The environment is very important in the first years of life for the bacteria of the gut microbiota. Bacteria and humans coexist in a harmonious symbiosis: 10 percent of the energy obtained from food is as a consequence of bacterial action. In addition, bacteria influence the development of the immune and nervous systems.
Thus, the study has examined the expression of all the bacterial genes that are part of the intestinal flora collected from faecal samples obtained at four time points throughout the first year of life: seven days after birth and at three, seven and 12 months old. The analysis was also performed on samples of the mothers obtained one week before the birth and one year later.
"In this study we have explored how the environment influences the gene expression of the bacterial community of the baby's intestine, in particular the type of diet, which changes drastically during the first year of life mainly with the introduction of solid food," explains María José Gosalbes, CIBEResp researcher at FISABIO and first author of the study. "For the bacteria of the intestine, it is not the same to eat carbohydrates from the cereals of a porridge than from human breast milk. In one case and another, the biochemical pathways of metabolism are different and that requires the expression of different genes."
"Analysing which are those genes that are expressed, we have been able to know in what functional state the intestinal bacteria are: what they feed on, if they are growing, etc." says Pilar Francino, main investigator of the study and head of the FISABIO Genomics and Health Area.
The most striking finding of the study is the evidence of activity of bacteria that produce butyrate in the baby's intestine before the solid diet is introduced. This fatty acid with anti-inflammatory properties and that serves as food for cells of the intestinal wall is of recognised importance for health in adults, but until now it was thought that it was not so relevant in babies.
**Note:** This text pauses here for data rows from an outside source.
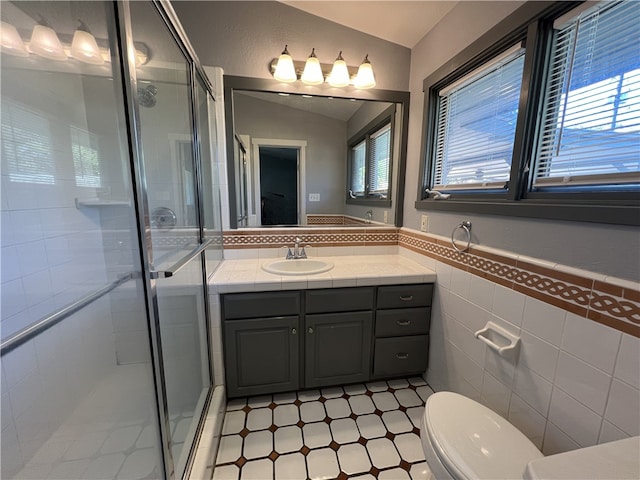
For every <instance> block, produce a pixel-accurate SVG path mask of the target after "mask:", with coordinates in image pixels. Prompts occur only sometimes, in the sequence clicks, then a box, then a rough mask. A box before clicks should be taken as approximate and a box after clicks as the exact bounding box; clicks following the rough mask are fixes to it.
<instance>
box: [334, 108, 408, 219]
mask: <svg viewBox="0 0 640 480" xmlns="http://www.w3.org/2000/svg"><path fill="white" fill-rule="evenodd" d="M395 114H396V106H395V105H391V106H390V107H388V108H386V109H385V110H384V111H383V112H382V113H380V114H379V115H378V116H377V117H376V118H374V119H373V120H371V121H370V122H369V123H368V124H367V125H365V126H364V127H363V128H362V129H360V130H359V131H358V132H357V133H356V134H355V135H352V136H351V138H349V139H348V140H347V184H346V195H345V201H346V203H347V204H349V205H369V206H376V207H391V196H392V195H393V192H392V186H393V182H392V177H393V157H394V137H395V135H394V132H395V127H396V120H395V116H396V115H395ZM386 125H389V128H390V138H389V167H388V169H389V178H388V182H389V187H388V190H387V198H379V197H377V196H373V195H372V196H369V193H368V189H367V187H366V186H365V196H364V197H358V198H351V197H350V196H349V192H350V190H351V180H352V168H351V165H352V162H353V147H355V146H357V145H358V144H360V143H362V142H363V141H365V142H366V144H365V182H366V181H367V178H368V175H369V169H370V164H371V162H372V161H373V159H372V158H371V156H370V153H371V149H370V138H371V135H373V134H375V133H377V132H378V131H379V130H381V129H382V128H384V127H385V126H386Z"/></svg>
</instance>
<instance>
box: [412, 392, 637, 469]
mask: <svg viewBox="0 0 640 480" xmlns="http://www.w3.org/2000/svg"><path fill="white" fill-rule="evenodd" d="M420 427H421V428H420V439H421V441H422V448H423V449H424V453H425V458H426V460H427V463H428V464H429V467H430V468H431V471H432V473H433V475H434V477H435V478H436V479H437V480H471V479H478V480H488V479H492V480H498V479H509V480H514V479H524V480H569V479H571V480H575V479H576V478H580V479H584V480H587V479H591V480H599V479H602V478H616V479H619V480H623V479H624V480H626V479H635V480H637V479H638V478H640V455H638V452H640V436H636V437H630V438H625V439H622V440H617V441H613V442H609V443H603V444H600V445H594V446H592V447H586V448H580V449H577V450H573V451H569V452H565V453H559V454H557V455H550V456H548V457H545V456H543V455H542V453H541V452H540V450H538V449H537V448H536V446H535V445H534V444H533V443H531V441H530V440H529V439H528V438H527V437H525V436H524V434H523V433H522V432H520V431H519V430H518V429H517V428H515V427H514V426H513V425H511V424H510V423H509V422H508V421H506V420H505V419H504V418H502V417H501V416H500V415H498V414H496V413H495V412H493V411H492V410H490V409H488V408H487V407H485V406H484V405H480V404H479V403H478V402H475V401H473V400H471V399H470V398H467V397H464V396H462V395H458V394H457V393H453V392H438V393H434V394H433V395H431V396H430V397H429V398H428V399H427V402H426V405H425V409H424V415H423V416H422V422H421V426H420Z"/></svg>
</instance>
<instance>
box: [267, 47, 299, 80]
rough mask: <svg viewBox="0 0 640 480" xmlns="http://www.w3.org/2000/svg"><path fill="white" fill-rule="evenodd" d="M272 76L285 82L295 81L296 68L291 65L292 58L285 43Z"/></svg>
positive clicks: (296, 76)
mask: <svg viewBox="0 0 640 480" xmlns="http://www.w3.org/2000/svg"><path fill="white" fill-rule="evenodd" d="M273 77H274V78H275V79H276V80H278V81H280V82H286V83H291V82H295V81H296V80H297V79H298V77H297V76H296V69H295V67H294V66H293V58H291V55H289V51H288V50H287V45H285V46H284V50H283V51H282V53H281V54H280V57H278V65H276V71H275V72H274V74H273Z"/></svg>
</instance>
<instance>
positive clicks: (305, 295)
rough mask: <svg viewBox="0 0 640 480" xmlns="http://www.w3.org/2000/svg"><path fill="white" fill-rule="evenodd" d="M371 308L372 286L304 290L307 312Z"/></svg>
mask: <svg viewBox="0 0 640 480" xmlns="http://www.w3.org/2000/svg"><path fill="white" fill-rule="evenodd" d="M371 309H373V287H356V288H339V289H331V288H327V289H322V290H307V291H306V292H305V311H306V312H307V313H322V312H355V311H357V310H371Z"/></svg>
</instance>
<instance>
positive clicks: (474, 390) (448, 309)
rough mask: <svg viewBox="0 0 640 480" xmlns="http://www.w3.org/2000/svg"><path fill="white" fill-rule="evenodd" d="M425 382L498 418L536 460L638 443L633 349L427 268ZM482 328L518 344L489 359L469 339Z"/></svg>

What is interesting is that, in adults, bacteria synthesise butyrate from fibre and other complex carbohydrates ingested in the diet that are not found in breast milk. Subsequent studies will have to determine which substrates bacteria are using to produce butyrate in infants and whether this compound has the same functions in infants and adults.
The study used an omic technique, metatranscriptomics, which consists of the global analysis of genes that are being expressed in a bacterial community. Depending on the functional state or environmental stimuli, the bacteria express some genes or others; hence, metatranscriptomics provides essential information on the functional capacity of intestinal bacteria at each moment.
Due to its technical difficulty, few laboratories in the world are capable of performing metatranscriptomic analysis of the human microbiome. However, these studies are necessary to fully understand microbial biology. "The great challenge for the future is to integrate all the data: genomics, metatranscriptomics, etcetera," says Francino.